Getting AWS certified can show employers your Machine Learning and cloud computing knowledge. AWS certifications can also give you life-time bragging rights!

So, whether you want a resume builder or just to consolidate your knowledge, the AWS Certified Machine Learning Exam is a great start!

Want to know how I passed this exam? Check this guide out!

This series has you covered on the ML-OPs in AWS:

robot looking down at a list
ML-OPs is the final step in model building!

Availability Zones

SageMaker endpoints can help protect your application from Availability Zone outages and instance failures. If an outage occurs or instance fails, SageMaker automatically attempts to distribute your instances across Availability Zones. AWS recommends that you deploy multiple instances for each production endpoint. If you are using a VPC configure it with at least two subnets, each in a different Availability Zone. AWS recommends to use more small instance types in different Availability Zones to host the endpoints.

Serverless Inference

This is ideal for workloads that have idle periods between heavy traffic, it can also tolerate cold starts (can use CloudWatch to monitor how long your cold start time is). Serverless endpoints can launch compute resources automatically and scale them depending on traffic. This integrates with AWS Lambda to offer high available, built-in fault tolerance and automatic scaling. When there are no requests, Severless Inference scales down your enpoint to 0, helping to lower costs. When you have a predictable heavy traffic you can use Provisioned Concurrency with Serverless Inference. Just specify your container, memory and con-concurrency requirements and AWS will take care of the amount of hardware. Can use CloudWatch to monitor the ModelSetupTime to deploy your new inference models as its being automatically scaled up or down, Invocations , and MemoryUtilization over time.
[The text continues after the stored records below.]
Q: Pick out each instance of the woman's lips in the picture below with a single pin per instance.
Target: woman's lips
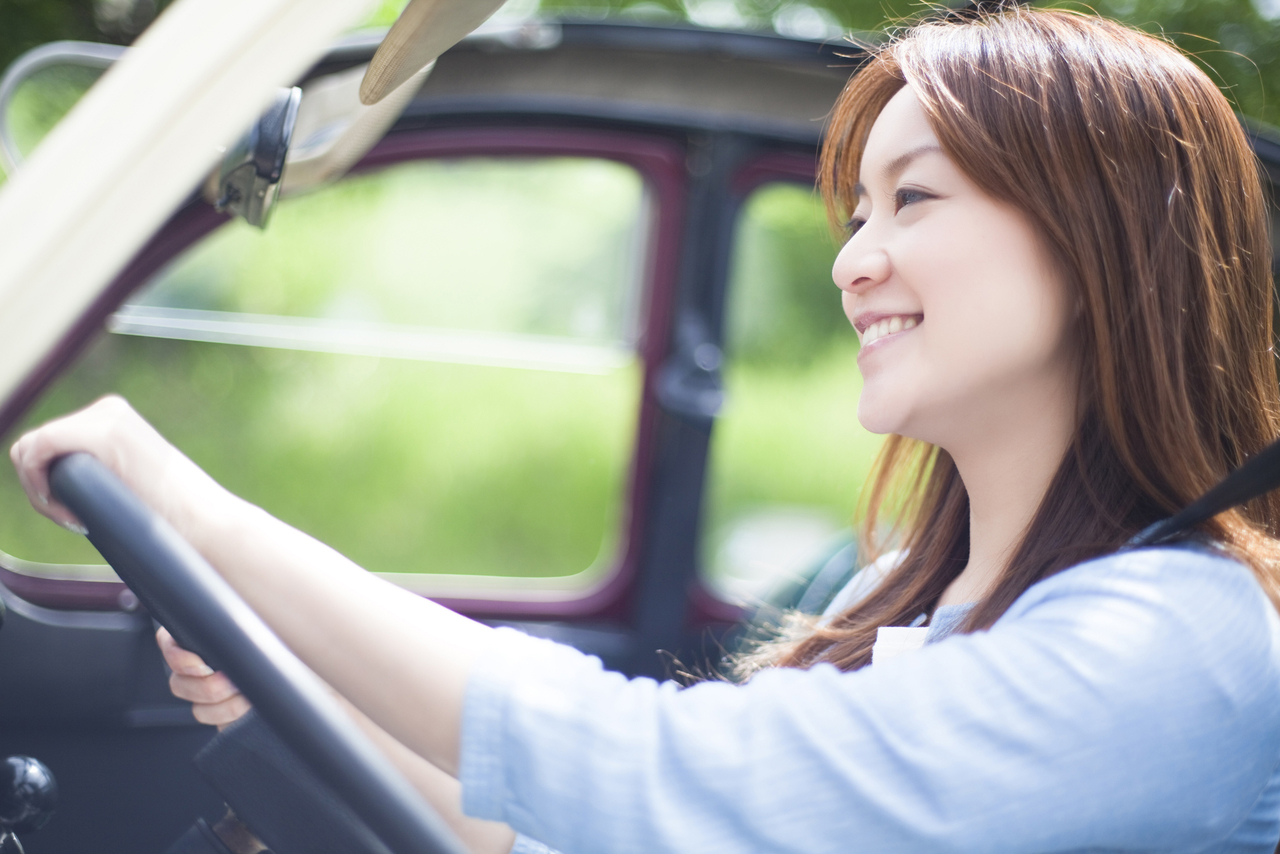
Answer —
(880, 333)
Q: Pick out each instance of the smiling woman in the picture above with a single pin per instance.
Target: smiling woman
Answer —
(1059, 269)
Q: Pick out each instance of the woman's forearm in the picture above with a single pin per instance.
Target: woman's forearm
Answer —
(440, 790)
(400, 658)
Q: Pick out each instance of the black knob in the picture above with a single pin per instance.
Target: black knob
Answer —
(28, 794)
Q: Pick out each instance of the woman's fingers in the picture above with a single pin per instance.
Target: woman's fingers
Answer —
(219, 715)
(122, 439)
(109, 429)
(215, 700)
(181, 661)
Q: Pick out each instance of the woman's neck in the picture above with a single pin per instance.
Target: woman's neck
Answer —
(1006, 474)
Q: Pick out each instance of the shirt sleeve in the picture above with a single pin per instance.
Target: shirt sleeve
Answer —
(1127, 703)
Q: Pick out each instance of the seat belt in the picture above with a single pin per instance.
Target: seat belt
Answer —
(1257, 476)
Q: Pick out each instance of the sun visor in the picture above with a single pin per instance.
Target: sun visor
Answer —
(425, 30)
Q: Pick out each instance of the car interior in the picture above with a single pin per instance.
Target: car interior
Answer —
(539, 327)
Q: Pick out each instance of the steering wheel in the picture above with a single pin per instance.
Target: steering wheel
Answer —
(205, 615)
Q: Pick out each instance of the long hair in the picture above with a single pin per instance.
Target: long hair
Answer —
(1132, 165)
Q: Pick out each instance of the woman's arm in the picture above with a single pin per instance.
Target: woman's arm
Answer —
(400, 658)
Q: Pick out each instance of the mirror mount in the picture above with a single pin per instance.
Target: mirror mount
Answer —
(248, 181)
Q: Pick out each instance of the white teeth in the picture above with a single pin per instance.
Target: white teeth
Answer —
(887, 327)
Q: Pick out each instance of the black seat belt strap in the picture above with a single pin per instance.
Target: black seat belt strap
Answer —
(1257, 476)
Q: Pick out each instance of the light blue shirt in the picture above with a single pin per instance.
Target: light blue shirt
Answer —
(1129, 703)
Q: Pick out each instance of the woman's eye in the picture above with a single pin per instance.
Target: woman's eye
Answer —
(905, 196)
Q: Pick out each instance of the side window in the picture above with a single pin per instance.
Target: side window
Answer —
(430, 368)
(787, 455)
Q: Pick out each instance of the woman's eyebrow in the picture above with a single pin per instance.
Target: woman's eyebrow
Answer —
(895, 167)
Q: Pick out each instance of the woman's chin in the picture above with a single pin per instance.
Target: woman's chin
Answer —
(880, 416)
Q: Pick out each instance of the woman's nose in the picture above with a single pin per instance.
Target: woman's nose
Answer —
(859, 266)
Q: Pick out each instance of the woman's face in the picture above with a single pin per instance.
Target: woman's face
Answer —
(963, 316)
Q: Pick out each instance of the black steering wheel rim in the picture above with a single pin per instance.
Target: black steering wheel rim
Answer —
(204, 613)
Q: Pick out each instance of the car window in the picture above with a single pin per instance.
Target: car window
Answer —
(432, 366)
(787, 455)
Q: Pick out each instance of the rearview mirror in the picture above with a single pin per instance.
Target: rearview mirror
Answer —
(41, 87)
(45, 83)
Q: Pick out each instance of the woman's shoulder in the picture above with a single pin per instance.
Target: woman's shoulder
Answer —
(1171, 610)
(1201, 576)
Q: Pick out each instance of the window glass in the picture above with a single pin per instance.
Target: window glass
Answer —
(787, 455)
(430, 368)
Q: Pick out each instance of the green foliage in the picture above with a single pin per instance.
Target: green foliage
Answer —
(782, 305)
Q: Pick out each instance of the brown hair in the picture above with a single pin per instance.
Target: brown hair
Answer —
(1134, 169)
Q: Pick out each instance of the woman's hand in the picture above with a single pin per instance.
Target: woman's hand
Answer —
(113, 432)
(213, 697)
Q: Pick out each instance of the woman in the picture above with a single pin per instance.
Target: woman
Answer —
(1059, 269)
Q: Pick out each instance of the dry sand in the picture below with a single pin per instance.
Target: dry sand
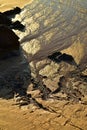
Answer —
(66, 116)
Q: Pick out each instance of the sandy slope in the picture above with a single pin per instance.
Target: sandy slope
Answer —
(8, 4)
(66, 116)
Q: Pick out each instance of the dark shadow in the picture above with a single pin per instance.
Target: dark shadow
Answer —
(5, 19)
(59, 57)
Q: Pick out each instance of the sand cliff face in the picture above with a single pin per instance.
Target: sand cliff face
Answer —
(62, 114)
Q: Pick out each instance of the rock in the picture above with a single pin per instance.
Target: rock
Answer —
(8, 41)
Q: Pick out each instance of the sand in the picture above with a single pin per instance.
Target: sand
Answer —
(67, 116)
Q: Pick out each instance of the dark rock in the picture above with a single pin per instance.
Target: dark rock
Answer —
(8, 41)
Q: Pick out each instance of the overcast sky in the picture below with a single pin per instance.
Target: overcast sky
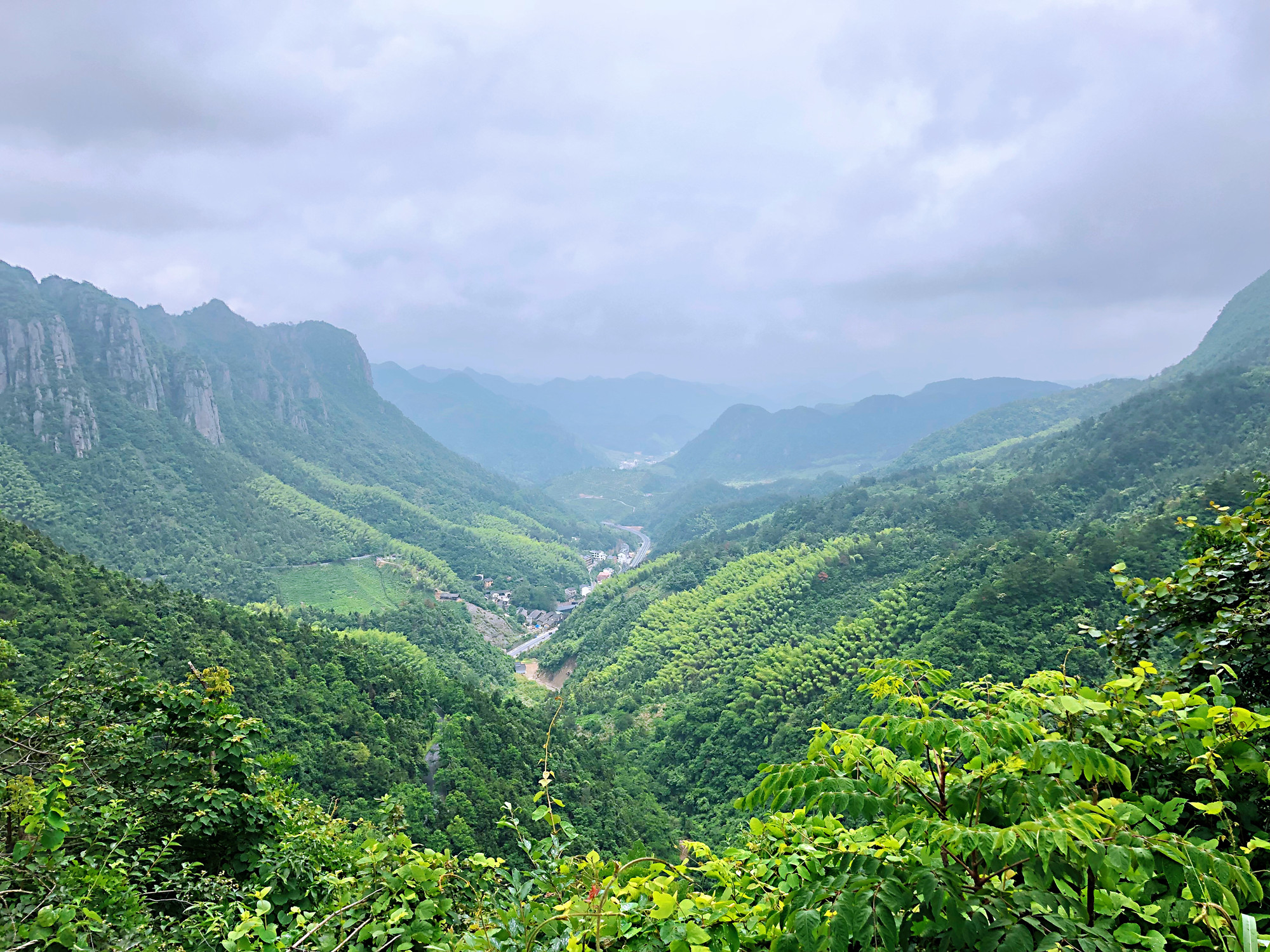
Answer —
(758, 194)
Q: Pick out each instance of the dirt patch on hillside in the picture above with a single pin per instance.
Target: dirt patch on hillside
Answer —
(551, 681)
(493, 628)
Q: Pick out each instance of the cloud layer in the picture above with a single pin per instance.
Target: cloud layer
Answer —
(764, 195)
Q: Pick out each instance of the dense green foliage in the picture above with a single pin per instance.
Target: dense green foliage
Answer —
(994, 571)
(984, 817)
(201, 449)
(498, 432)
(352, 714)
(1017, 421)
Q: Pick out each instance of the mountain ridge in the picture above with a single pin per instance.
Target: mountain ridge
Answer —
(148, 436)
(749, 442)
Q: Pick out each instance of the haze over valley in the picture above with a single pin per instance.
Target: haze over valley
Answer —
(492, 478)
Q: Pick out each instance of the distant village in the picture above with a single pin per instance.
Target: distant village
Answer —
(622, 559)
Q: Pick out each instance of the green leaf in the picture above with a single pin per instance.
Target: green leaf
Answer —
(806, 923)
(1018, 940)
(665, 906)
(1128, 935)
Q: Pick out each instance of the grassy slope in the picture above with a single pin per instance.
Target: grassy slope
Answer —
(157, 499)
(351, 715)
(345, 587)
(991, 571)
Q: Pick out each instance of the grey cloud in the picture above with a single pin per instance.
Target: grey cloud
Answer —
(742, 194)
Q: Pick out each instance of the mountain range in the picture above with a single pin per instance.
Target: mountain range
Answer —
(645, 413)
(214, 454)
(200, 446)
(749, 442)
(500, 432)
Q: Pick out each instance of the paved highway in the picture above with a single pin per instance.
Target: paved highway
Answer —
(531, 643)
(646, 544)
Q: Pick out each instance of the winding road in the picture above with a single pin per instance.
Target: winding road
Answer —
(646, 544)
(531, 643)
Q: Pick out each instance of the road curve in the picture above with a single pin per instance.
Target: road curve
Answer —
(646, 544)
(531, 643)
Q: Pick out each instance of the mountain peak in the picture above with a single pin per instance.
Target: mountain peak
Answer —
(1241, 334)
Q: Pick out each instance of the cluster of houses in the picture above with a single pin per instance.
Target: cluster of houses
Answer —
(537, 619)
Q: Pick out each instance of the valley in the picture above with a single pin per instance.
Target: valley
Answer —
(217, 503)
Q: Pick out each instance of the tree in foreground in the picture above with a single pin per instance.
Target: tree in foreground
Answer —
(1023, 818)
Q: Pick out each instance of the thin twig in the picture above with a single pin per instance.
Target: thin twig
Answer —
(351, 906)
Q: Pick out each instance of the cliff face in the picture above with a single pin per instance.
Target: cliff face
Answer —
(64, 342)
(44, 390)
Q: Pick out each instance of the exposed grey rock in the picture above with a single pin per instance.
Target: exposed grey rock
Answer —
(199, 402)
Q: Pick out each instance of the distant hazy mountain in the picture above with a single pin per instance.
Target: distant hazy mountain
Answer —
(749, 442)
(210, 451)
(1019, 421)
(646, 412)
(496, 431)
(1240, 337)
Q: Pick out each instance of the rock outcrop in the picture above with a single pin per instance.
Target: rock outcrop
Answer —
(194, 385)
(49, 395)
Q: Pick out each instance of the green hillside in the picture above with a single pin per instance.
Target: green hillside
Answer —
(201, 449)
(352, 714)
(1240, 337)
(498, 432)
(749, 444)
(728, 649)
(358, 588)
(991, 430)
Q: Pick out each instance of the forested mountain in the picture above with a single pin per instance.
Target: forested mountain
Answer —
(498, 432)
(203, 449)
(645, 412)
(990, 431)
(722, 653)
(352, 713)
(749, 442)
(1241, 334)
(742, 639)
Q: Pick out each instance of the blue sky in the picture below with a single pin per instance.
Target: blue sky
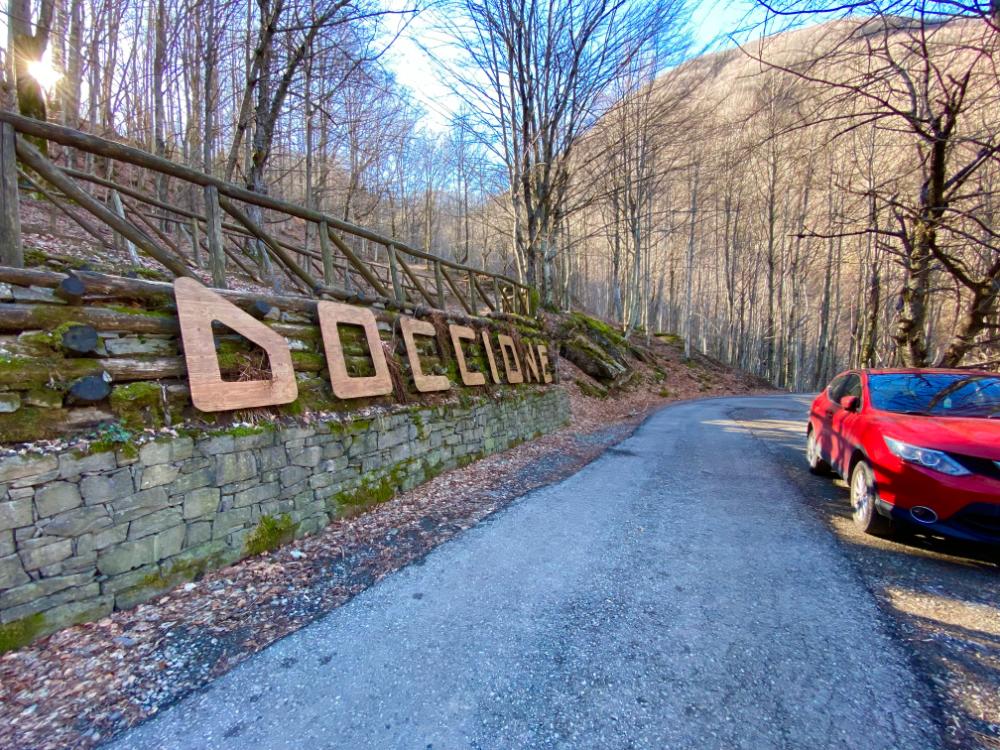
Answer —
(711, 23)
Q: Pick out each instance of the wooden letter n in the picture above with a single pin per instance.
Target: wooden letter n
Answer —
(197, 308)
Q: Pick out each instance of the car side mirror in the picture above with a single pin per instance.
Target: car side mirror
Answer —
(850, 403)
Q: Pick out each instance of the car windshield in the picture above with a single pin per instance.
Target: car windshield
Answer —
(937, 394)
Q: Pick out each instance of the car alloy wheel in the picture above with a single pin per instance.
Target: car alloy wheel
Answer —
(863, 501)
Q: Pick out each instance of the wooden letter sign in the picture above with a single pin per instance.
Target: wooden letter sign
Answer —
(511, 362)
(458, 333)
(197, 308)
(344, 386)
(490, 358)
(424, 383)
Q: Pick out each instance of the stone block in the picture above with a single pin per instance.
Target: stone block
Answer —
(15, 513)
(126, 458)
(46, 587)
(101, 539)
(291, 434)
(72, 613)
(294, 489)
(273, 458)
(259, 494)
(320, 480)
(126, 556)
(79, 521)
(196, 463)
(168, 542)
(140, 504)
(238, 538)
(333, 450)
(193, 481)
(155, 522)
(85, 563)
(216, 445)
(6, 543)
(201, 502)
(291, 475)
(12, 572)
(57, 497)
(156, 452)
(44, 551)
(263, 439)
(392, 438)
(229, 521)
(105, 488)
(198, 533)
(122, 581)
(157, 475)
(16, 468)
(71, 466)
(307, 457)
(336, 464)
(234, 467)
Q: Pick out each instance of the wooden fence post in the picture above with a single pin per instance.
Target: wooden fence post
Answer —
(439, 282)
(397, 287)
(324, 246)
(11, 251)
(195, 241)
(116, 204)
(213, 229)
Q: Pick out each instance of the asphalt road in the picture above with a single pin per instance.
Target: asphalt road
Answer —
(676, 593)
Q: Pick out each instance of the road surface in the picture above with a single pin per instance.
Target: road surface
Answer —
(675, 593)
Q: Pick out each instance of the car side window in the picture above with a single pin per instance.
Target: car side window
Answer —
(852, 387)
(833, 390)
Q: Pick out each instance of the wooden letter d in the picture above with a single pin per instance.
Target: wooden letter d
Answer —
(197, 308)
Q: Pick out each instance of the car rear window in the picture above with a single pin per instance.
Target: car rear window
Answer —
(936, 394)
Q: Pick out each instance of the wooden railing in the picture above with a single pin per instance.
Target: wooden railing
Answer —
(225, 228)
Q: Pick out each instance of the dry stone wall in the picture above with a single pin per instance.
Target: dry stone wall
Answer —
(82, 535)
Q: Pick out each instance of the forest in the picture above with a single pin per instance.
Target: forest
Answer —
(818, 194)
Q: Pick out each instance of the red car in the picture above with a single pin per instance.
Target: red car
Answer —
(920, 447)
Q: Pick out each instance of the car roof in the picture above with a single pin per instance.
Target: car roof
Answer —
(922, 371)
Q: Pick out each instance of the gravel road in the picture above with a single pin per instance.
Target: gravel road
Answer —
(676, 593)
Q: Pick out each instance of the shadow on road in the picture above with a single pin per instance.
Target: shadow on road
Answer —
(942, 597)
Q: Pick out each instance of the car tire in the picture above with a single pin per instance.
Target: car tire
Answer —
(815, 456)
(864, 498)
This is a good option if you want to set up deployment capacity for your inference automatically

SageMaker Inference Recommender

This reduces the time to deploy machine learning models to production by automating load testing and model tuning across SageMaker machine learning instances. You can use the Inference Recommender to deploy to a real-time or serverless inference endpoint that brings the best performance at the lowest cost. It helps you select the best instance type and configuration or serverless configuration.

First, create or register a SageMaker model to the model registry with the model artifacts, then use AWS SDK for python or the SageMaker console to run benchmarking jobs for different endpoint configurations. Inference Recommender jobs help you collect and visualize metrics across performance and resource utilization to help you decide on which endpoint type and configuration to choose. Existing models may have benchmarks already.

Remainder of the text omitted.